Je n’ay pas oublié dans cét abregé cette célebre distinction que font les chronologistes de la durée du monde en sept âges. Le commencement de chaque âge nous sert d’epoque : si j’y en mesle quelques autres, c’est afin que les choses soient plus distinctes, et que l’ordre des temps se développe devant vous avec moins de confusion.

Quand je vous parle de l’ordre des temps, je ne prétends pas, monseigneur, que vous vous chargiez scrupuleusement de toutes les dates ; encore moins que vous entriez dans toutes les disputes des chronologistes, où le plus souvent il ne s’agit que de peu d’années. La chronologie contentieuse qui s’arreste scrupuleusement à ces minuties a son usage sans doute ; mais elle n’est pas vostre objet, et sert peu à éclairer l’esprit d’un grand prince. Je n’ay point voulu rafiner sur cette discussion des temps ; et parmi les calculs déja faits, j’ay suivi celuy qui m’a paru le plus vray-semblable, sans m’engager à le garantir.
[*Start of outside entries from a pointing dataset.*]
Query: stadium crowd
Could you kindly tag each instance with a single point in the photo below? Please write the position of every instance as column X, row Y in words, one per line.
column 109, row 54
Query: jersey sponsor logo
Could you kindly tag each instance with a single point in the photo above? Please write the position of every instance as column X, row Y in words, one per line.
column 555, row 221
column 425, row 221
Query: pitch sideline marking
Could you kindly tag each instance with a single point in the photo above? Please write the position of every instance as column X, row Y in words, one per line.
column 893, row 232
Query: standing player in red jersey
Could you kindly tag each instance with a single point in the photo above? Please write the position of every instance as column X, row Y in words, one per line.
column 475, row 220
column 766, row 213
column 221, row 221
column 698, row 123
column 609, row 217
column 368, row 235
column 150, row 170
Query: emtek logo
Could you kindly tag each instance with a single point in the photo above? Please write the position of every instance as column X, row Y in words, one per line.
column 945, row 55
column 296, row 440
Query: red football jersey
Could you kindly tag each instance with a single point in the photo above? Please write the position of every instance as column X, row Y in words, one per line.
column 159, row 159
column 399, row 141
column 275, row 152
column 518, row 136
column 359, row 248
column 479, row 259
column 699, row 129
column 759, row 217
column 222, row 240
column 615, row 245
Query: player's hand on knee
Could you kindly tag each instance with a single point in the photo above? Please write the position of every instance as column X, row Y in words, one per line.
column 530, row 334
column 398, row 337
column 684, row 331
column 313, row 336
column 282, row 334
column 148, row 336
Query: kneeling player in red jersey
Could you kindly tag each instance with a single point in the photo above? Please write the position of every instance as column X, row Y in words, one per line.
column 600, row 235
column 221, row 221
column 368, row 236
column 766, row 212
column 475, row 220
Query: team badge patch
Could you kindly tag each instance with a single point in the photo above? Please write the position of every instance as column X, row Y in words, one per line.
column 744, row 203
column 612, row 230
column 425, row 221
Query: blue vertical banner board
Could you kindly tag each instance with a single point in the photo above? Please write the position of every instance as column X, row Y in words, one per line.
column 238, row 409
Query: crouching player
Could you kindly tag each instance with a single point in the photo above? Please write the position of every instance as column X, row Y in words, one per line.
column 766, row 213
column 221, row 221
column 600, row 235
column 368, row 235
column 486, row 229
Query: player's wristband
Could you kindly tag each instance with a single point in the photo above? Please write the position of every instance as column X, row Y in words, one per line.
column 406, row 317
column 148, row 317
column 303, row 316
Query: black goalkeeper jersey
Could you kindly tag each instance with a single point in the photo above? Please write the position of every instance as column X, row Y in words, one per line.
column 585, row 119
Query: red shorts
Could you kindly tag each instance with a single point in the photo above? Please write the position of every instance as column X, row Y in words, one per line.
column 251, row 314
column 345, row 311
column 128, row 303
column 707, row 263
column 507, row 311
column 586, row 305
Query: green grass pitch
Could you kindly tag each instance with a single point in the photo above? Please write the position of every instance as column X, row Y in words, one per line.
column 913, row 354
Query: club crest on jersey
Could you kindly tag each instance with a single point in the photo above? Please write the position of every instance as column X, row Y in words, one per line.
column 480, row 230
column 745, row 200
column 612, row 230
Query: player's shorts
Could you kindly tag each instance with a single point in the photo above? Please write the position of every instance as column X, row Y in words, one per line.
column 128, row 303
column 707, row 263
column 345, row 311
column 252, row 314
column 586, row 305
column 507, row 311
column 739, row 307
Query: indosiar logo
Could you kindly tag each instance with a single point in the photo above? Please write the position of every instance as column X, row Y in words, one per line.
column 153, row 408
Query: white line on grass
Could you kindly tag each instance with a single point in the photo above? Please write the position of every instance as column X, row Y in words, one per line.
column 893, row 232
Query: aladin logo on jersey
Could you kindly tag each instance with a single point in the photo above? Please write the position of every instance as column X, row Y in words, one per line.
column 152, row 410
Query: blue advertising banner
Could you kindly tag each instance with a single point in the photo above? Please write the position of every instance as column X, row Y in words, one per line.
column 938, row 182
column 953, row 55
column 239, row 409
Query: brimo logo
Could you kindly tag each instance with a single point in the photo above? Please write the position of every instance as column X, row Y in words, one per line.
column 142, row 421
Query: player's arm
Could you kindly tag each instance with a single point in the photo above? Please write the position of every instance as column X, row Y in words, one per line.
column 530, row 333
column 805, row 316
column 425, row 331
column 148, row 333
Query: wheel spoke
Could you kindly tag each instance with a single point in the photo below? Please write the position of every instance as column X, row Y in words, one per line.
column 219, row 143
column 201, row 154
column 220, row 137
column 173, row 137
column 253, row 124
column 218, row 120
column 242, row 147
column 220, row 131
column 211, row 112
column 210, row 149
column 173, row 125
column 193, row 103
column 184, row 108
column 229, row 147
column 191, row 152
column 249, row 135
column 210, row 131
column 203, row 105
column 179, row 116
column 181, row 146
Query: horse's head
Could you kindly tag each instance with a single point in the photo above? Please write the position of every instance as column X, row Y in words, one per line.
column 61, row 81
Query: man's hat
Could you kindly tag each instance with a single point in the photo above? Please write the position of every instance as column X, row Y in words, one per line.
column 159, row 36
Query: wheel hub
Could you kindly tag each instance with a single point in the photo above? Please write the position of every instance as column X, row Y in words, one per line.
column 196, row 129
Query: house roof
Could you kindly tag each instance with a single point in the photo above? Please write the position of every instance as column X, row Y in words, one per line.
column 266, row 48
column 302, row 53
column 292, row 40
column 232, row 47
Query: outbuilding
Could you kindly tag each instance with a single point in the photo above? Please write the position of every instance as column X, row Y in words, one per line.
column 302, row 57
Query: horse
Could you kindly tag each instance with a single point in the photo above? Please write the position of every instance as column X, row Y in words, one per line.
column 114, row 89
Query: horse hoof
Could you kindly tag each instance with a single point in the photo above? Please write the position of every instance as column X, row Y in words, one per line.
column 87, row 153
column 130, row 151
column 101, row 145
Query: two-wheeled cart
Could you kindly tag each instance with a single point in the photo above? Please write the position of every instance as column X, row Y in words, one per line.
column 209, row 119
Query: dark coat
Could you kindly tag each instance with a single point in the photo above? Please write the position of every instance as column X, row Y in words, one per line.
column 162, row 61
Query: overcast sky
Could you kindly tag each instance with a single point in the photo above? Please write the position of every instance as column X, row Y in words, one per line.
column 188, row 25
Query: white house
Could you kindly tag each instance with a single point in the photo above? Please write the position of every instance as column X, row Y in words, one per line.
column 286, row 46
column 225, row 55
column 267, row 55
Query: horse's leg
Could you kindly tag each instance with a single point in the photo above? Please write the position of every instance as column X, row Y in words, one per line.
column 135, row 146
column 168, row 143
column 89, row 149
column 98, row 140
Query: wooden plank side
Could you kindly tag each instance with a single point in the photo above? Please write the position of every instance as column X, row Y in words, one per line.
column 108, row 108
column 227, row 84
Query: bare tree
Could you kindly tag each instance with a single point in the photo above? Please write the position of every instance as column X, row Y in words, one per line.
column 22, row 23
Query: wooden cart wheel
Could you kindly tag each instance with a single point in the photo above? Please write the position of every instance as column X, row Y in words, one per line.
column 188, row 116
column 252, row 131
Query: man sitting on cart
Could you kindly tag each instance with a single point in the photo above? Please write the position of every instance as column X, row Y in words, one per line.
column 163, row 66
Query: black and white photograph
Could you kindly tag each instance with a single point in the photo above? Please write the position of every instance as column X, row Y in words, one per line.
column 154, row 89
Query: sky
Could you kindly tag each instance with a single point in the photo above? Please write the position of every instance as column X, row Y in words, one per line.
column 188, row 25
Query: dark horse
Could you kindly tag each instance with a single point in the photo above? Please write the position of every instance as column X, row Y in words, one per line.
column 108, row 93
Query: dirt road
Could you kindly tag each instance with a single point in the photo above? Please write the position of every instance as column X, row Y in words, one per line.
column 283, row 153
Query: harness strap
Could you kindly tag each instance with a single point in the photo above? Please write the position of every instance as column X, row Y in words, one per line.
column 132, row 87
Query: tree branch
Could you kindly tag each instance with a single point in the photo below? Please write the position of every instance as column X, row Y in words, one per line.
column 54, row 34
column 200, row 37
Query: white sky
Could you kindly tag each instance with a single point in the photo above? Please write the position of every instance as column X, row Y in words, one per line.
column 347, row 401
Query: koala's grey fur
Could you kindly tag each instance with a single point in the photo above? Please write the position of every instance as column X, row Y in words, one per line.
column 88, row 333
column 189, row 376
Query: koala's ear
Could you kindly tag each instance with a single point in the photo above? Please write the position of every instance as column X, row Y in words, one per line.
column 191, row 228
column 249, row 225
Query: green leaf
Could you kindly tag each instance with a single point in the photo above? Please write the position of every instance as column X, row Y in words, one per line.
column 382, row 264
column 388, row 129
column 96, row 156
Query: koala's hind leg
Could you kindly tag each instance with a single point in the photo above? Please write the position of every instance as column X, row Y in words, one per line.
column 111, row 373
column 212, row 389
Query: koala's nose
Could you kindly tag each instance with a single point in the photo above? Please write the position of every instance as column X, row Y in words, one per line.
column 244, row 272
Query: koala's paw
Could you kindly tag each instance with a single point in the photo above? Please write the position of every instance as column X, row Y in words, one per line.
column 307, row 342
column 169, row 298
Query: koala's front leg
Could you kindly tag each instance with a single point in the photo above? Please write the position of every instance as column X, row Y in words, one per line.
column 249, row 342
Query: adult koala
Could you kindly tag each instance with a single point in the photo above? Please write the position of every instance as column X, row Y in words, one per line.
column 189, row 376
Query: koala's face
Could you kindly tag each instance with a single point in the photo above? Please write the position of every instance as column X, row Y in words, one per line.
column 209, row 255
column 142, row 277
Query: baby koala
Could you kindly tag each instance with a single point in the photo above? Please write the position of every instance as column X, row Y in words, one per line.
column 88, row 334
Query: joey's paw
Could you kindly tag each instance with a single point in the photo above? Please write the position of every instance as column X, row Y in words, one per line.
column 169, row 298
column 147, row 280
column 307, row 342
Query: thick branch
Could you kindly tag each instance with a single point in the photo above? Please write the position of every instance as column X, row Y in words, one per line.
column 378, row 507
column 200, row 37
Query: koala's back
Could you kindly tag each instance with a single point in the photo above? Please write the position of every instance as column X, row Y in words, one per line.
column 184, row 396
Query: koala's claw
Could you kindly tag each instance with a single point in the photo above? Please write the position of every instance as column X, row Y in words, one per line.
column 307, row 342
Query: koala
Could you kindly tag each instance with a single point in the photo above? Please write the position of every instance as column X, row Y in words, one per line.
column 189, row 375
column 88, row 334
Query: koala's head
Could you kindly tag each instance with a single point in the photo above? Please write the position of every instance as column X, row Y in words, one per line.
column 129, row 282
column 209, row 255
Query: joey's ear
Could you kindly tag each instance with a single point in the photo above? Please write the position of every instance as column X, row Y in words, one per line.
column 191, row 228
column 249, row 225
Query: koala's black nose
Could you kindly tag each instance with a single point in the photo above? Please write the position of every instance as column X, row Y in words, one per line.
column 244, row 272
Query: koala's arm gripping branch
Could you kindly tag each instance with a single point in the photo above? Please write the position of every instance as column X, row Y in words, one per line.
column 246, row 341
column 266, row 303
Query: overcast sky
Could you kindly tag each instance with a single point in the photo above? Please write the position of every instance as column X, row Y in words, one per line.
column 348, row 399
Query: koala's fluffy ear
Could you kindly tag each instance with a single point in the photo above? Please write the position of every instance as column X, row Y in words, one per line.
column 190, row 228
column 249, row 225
Que dans la supputation qu’on fait des années depuis le temps de la création jusqu’à Abraham il faille suivre les septante qui font le monde plus vieux, ou l’hebreu qui le fait plus jeune de plusieurs siécles : encore que l’autorité de l’original hebreu semble devoir l’emporter, c’est une chose si indifferente en elle-mesme, que l’eglise qui a suivi avec saint Jerosme la supputation de l’hebreu dans nostre vulgate, à laissé celle des septante dans son martyrologe. En effet, qu’importe à l’histoire de diminuer, ou de multiplier des siecles vuides, où aussi-bien l’on n’a rien à raconter ? N’est-ce pas assez que les temps où les dates sont importantes ayent des caracteres fixes, et que la distribution en soit appuyée sur des fondemens certains ? Et quand mesme dans ces temps il y auroit de la dispute pour quelques années, ce ne seroit presque jamais un embarras. Par exemple, qu’il faille mettre de quelques années plûtost ou plus tard, ou la fondation de Rome, ou la naissance de Jesus-Christ : vous avez pû reconnoistre que cette diversité ne fait rien à la suite des histoires, ni à l’accomplissement des conseils de Dieu. Vous devez éviter les anachronismes qui brouïllent l’ordre des affaires, et laisser disputer des autres entre les sçavans. Je ne veux non plus charger vostre memoire du compte des olympiades, quoy-que les grecs qui s’en servent les rendent necessaires à fixer les temps. Il faut sçavoir ce que c’est, afin d’y avoir recours dans le besoin : mais au reste, il suffira de vous attacher aux dates que je vous propose comme les plus simples et les plus suivies, qui sont celles du monde jusqu’à Rome, celles de Rome jusqu’à Jesus-Christ, et celles de Jesus-Christ dans toute la suite. Mais le vray dessein de cét abregé n’est pas de vous expliquer l’ordre des temps, quoy-qu’il soit absolument necessaire pour lier toutes les histoires, et en montrer le rapport. Je vous ay dit, monseigneur, que mon principal objet est de vous faire considerer dans l’ordre des temps la suite du peuple de Dieu et celle des grands empires.

Ces deux choses roulent ensemble dans ce grand mouvement des siécles où elles ont pour ainsi dire un mesme cours : mais il est besoin, pour les bien entendre, de les détacher quelquefois l’une de l’autre, et de considerer tout ce qui convient à chacune d’elles.